Em “Últimos Dias” há a mansão onde os jovens se isolam do mundo, vivem à margem das leis que regem o mundo dos homens, dos pais. É uma mansão não muito diferente daquele no qual James Dean se refugiava com seus amigos para se tornar seu próprio pai.

Mas o que envolve esse lugar é a natureza, um universo misterioso aos olhos juvenis e mundo que possibilita à Blake (o personagem inspirado em Kurt Cobain) redescobrir certa beleza das coisas que estavam escondidas por trás de um passado de muitas transgressões.

Revelação similar que já fora sentida no filme de Nicholas Ray, na cena em que os jovens visitam um planetário, porém sem ter havido a efetivação de qualquer conciliação.


Comprometidos com o mundo moderno, dos carros com os quais se disputavam rachas, parecia irreconciliável o retorno dos jovens ao estágio embrionário, à natureza, aos pais. O que havia nas cenas do planetário em “Juventude Transviada” era o assombro, um deslumbre somente.

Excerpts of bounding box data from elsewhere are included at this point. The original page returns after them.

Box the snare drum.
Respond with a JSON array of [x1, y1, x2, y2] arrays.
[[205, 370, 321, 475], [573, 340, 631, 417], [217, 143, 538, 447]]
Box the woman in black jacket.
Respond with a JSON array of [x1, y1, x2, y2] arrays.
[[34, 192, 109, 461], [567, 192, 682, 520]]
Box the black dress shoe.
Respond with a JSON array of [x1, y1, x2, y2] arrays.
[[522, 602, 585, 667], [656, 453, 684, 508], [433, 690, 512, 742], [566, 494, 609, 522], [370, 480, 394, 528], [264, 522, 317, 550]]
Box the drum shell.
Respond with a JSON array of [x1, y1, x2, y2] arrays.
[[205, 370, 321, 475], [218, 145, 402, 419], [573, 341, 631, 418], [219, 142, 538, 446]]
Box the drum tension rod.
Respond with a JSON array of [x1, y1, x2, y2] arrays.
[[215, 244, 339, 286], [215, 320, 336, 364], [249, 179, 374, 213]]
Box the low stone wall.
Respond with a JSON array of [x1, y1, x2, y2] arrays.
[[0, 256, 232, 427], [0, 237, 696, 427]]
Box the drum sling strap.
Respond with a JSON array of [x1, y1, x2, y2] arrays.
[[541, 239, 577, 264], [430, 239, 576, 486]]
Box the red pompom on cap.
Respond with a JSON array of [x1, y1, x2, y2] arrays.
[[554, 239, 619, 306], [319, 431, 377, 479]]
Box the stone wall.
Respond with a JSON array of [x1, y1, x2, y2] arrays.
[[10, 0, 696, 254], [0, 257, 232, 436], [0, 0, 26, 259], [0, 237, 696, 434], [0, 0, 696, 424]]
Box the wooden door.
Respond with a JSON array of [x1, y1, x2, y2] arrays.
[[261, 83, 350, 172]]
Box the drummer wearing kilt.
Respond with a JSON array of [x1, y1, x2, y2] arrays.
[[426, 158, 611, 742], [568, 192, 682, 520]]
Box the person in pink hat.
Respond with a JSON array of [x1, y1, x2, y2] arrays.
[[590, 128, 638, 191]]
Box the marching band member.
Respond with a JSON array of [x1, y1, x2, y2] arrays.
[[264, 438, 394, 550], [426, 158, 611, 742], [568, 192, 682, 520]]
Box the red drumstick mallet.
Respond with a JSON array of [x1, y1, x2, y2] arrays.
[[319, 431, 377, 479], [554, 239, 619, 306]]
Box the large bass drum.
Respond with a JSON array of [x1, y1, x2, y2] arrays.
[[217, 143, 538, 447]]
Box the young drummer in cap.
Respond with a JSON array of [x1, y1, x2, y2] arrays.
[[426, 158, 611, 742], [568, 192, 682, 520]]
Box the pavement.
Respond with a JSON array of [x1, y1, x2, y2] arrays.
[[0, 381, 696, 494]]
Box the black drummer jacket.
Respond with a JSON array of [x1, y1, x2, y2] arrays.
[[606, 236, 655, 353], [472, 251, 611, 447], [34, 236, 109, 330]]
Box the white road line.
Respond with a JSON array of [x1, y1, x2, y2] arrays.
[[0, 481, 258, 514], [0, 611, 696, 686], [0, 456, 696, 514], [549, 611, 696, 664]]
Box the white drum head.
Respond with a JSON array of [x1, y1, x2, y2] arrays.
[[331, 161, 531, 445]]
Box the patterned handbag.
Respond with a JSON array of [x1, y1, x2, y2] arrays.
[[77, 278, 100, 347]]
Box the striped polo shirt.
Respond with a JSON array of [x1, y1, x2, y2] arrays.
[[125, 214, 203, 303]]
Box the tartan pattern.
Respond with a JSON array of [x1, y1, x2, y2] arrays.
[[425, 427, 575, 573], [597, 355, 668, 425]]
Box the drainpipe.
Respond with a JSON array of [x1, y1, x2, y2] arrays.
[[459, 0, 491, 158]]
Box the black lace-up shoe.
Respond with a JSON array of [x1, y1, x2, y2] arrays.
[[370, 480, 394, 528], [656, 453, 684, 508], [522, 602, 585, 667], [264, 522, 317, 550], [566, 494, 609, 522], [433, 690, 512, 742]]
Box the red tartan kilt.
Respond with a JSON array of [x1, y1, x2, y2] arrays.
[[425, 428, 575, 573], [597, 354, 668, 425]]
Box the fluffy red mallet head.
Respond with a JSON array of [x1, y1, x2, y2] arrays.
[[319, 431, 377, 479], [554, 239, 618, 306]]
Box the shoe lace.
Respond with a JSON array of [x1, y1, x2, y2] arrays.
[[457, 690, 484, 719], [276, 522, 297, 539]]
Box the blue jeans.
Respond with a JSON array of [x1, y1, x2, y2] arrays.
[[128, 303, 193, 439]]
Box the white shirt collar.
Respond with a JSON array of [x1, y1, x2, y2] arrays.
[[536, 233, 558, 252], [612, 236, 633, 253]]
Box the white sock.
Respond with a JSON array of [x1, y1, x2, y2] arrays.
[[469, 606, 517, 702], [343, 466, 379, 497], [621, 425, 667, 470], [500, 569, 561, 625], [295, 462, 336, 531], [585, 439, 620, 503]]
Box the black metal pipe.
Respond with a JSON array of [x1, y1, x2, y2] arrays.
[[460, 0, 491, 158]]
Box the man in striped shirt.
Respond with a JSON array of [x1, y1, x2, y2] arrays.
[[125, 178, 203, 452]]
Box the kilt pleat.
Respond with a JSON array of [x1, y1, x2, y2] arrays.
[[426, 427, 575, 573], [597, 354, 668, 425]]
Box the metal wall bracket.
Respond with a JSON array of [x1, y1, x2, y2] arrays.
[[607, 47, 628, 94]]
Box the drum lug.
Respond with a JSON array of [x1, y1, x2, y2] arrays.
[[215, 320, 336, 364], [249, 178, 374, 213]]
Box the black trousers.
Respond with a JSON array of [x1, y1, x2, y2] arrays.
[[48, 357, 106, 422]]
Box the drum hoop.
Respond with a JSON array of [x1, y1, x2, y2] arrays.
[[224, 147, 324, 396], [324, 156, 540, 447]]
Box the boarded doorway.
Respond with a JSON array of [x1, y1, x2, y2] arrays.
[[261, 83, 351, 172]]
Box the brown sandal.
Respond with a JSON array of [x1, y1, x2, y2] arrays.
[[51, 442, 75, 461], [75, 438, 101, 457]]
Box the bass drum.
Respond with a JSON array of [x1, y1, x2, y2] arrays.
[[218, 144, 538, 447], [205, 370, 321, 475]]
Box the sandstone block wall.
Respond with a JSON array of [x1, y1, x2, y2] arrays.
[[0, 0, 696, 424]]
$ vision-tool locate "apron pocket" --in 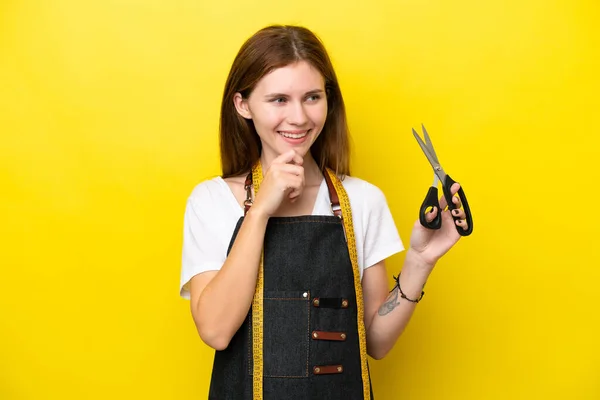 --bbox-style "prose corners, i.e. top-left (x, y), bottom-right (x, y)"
top-left (249, 290), bottom-right (310, 378)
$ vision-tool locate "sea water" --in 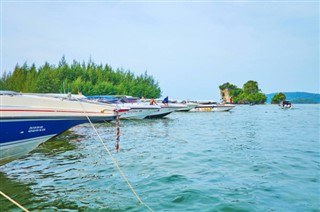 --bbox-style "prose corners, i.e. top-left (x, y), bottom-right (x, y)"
top-left (0, 105), bottom-right (320, 211)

Deslumbre que no cinema contemporâneo encontrou no “O Selvagem da Motocicleta”, dirigido por Francis Ford Coppola em 1983, o primeiro sinal de reconciliação entre uma juventude rebelde não mais livre - mas sim aprisionada em sua melancolia - e a natureza, figura referencial de uma paternal, benévola, liberdade.

Enquanto no filme “O Selvagem da Motocicleta” não só o pai era um bêbado - figura não coincidentemente interpretada por Dennis Hopper, um dos jovens rebeldes do filme de 55 - como a conciliação com a natureza parecia fadada ao fracasso - ao libertar peixes de um aquário, o motoqueiro selvagem interpretado por Mickey Rourke é morto.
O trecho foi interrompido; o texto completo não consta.